This section describes the usage of some of the tooling which ships with Hollow, but the tools described here are by no means a comprehensive accounting of the things you can do with your data once it's Hollow. We hope that you'll find it straightforward to use the basic building blocks provided by the Hollow framework in different ways to create new tooling — and then contribute back any tools which you develop for your use case and find useful.

Insight Tools

History tool

Hollow provides the ability to retain, in memory, the changes in a dataset over many states, and to easily access historical data. This is accomplished via the HollowHistory class:

public HollowHistory(HollowReadStateEngine initialHollowStateEngine, 
                     long initialVersion, 
                     int maxHistoricalStatesToKeep)

State Versioning

The initialVersion parameter above should be a unique value identifying the state.

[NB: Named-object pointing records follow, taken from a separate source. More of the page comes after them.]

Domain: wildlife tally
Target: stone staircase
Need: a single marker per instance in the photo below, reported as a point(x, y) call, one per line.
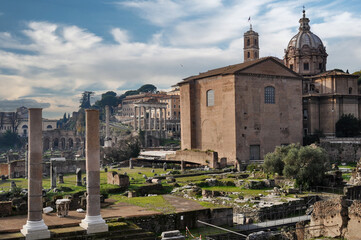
point(117, 230)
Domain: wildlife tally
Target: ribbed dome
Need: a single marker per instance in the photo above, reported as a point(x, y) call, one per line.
point(305, 38)
point(305, 53)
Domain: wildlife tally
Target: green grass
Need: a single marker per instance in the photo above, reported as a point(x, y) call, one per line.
point(155, 203)
point(346, 176)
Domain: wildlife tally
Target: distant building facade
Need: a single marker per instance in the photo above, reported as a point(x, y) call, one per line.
point(242, 111)
point(18, 122)
point(327, 95)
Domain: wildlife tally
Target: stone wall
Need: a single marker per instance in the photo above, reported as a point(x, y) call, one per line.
point(5, 209)
point(342, 149)
point(116, 179)
point(14, 169)
point(334, 218)
point(4, 169)
point(208, 158)
point(67, 166)
point(179, 221)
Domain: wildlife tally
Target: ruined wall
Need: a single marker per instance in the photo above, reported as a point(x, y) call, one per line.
point(335, 218)
point(353, 226)
point(195, 156)
point(67, 166)
point(4, 169)
point(342, 149)
point(160, 223)
point(116, 179)
point(329, 218)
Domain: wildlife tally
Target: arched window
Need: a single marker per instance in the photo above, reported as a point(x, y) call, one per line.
point(269, 95)
point(210, 98)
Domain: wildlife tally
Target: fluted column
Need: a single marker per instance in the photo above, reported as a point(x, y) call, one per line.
point(145, 117)
point(139, 118)
point(135, 118)
point(93, 221)
point(35, 227)
point(149, 118)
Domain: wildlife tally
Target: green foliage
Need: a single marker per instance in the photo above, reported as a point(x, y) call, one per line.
point(10, 140)
point(348, 126)
point(125, 149)
point(85, 99)
point(147, 88)
point(313, 138)
point(307, 165)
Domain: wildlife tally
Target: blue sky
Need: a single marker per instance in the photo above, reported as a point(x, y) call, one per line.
point(52, 50)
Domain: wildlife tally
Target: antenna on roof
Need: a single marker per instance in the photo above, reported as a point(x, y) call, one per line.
point(250, 24)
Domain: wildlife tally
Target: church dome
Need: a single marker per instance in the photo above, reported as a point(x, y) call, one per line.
point(305, 38)
point(305, 53)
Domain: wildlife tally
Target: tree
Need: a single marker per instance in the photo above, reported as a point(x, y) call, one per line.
point(147, 88)
point(307, 165)
point(109, 98)
point(85, 99)
point(347, 126)
point(124, 150)
point(358, 73)
point(10, 140)
point(14, 121)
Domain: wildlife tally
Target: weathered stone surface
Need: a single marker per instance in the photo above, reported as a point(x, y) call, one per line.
point(5, 208)
point(118, 179)
point(329, 218)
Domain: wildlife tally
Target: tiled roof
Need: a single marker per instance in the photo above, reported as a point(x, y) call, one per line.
point(334, 73)
point(231, 69)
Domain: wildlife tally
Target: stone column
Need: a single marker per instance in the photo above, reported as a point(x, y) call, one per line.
point(53, 175)
point(26, 161)
point(93, 221)
point(144, 118)
point(35, 227)
point(165, 119)
point(107, 142)
point(135, 118)
point(155, 119)
point(182, 166)
point(139, 118)
point(160, 119)
point(149, 118)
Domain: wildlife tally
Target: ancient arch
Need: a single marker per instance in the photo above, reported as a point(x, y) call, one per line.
point(46, 144)
point(56, 143)
point(62, 143)
point(70, 143)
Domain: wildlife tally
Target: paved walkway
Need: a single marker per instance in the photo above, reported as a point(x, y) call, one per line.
point(15, 223)
point(273, 223)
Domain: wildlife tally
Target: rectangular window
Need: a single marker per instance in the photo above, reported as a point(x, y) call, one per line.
point(210, 98)
point(305, 114)
point(254, 152)
point(306, 66)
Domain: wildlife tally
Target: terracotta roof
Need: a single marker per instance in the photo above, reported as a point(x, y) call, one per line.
point(232, 69)
point(334, 73)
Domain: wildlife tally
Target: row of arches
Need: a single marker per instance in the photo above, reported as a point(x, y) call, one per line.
point(61, 143)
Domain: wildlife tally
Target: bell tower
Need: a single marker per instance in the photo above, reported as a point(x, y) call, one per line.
point(251, 45)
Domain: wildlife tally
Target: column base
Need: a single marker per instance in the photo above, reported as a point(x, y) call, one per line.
point(35, 230)
point(94, 224)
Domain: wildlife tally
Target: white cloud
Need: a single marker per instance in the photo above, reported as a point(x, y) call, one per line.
point(192, 36)
point(121, 36)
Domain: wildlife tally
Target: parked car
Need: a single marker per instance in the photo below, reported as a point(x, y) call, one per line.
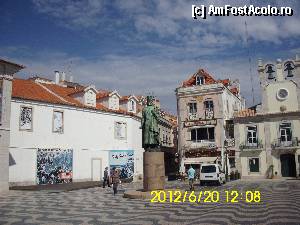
point(212, 173)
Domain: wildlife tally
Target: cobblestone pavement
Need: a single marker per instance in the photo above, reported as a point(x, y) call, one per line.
point(280, 204)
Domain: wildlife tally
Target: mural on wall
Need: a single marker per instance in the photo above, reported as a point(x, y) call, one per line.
point(123, 160)
point(54, 166)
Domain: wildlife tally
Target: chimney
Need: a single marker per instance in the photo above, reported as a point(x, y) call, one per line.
point(279, 71)
point(63, 76)
point(56, 77)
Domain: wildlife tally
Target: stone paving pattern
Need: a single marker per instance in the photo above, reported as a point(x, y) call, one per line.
point(280, 205)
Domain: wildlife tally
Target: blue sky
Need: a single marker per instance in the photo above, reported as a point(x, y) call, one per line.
point(142, 46)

The HollowHistory should be configured with the primary keys of records for which we are interested in tracking history. For example, using our Movie/Actor example from the Getting Started guide, we may specify the following configuration:

HollowHistory history = new HollowHistory(readEngine, 1, 1000);
HollowHistoryKeyIndex historyIdx = history.getKeyIndex();

historyIdx.addTypeIndex("Movie", "id");
historyIdx.indexTypeField("Movie", "id");

historyIdx.addTypeIndex("Actor", "actorId");

Notice there are two types of calls available to the HollowHistoryKeyIndex:

  • The addTypeIndex() call specifies the primary key for a type which we want to be able to view historical changes over time. Primary keys may be defined over multiple fields. The final parameter in the addTypeIndex() call is a vararg.
  • The indexTypeField() call specifies an individual primary key field over which we want to be able to search for historical changes over time.

Primary Keys

The HollowHistory will, by default, automatically configure any primary keys which are defined in the Object schemas of your dataset. However, the calls to indexTypeField() will not be automatically configured.

Once instantiated and configured, the HollowHistory should be notified each time the state engine is transitioned via the deltaOccurred(long newVersion) method. The HollowHistory will track the entire dataset for each state which through which the state engine is transitioned.

This historical data is maintained by retaining and indexing all of the changes for the delta chain in memory. Because only changes over time are retained, rather than complete states, a great length of history can often be held in memory.

Hollow includes a ready-made UI which can be applied to a HollowHistory for any dataset. The included UI clearly displays the changes which occur between adjacent states as the state engine transitions through a delta chain. This will allow users to quickly realize all of the benefits of indexed, historical data retention at their fingertips.

The HollowHistoryUI class in the hollow-diff-ui project is instantiated using a HollowHistory and a base URL path. Incoming requests should be sent to the handle method:

public boolean handle(String target, 
                      HttpServletRequest req, 
                      HttpServletResponse resp) throws IOException

The HollowHistoryUI can be used in the context of an existing web container, or can be invoked via the included HollowHistoryUIServer, which uses the Jetty HTTP Servlet Server:

HollowHistory history = /// set up the history;

HollowHistoryUI ui = new HollowHistoryUI("", history);
HollowHistoryUIServer server = new HollowHistoryUIServer(ui, 8080);

server.start();
server.join();

While the above code is running, you can point a browser to http://localhost:8080 to explore the history.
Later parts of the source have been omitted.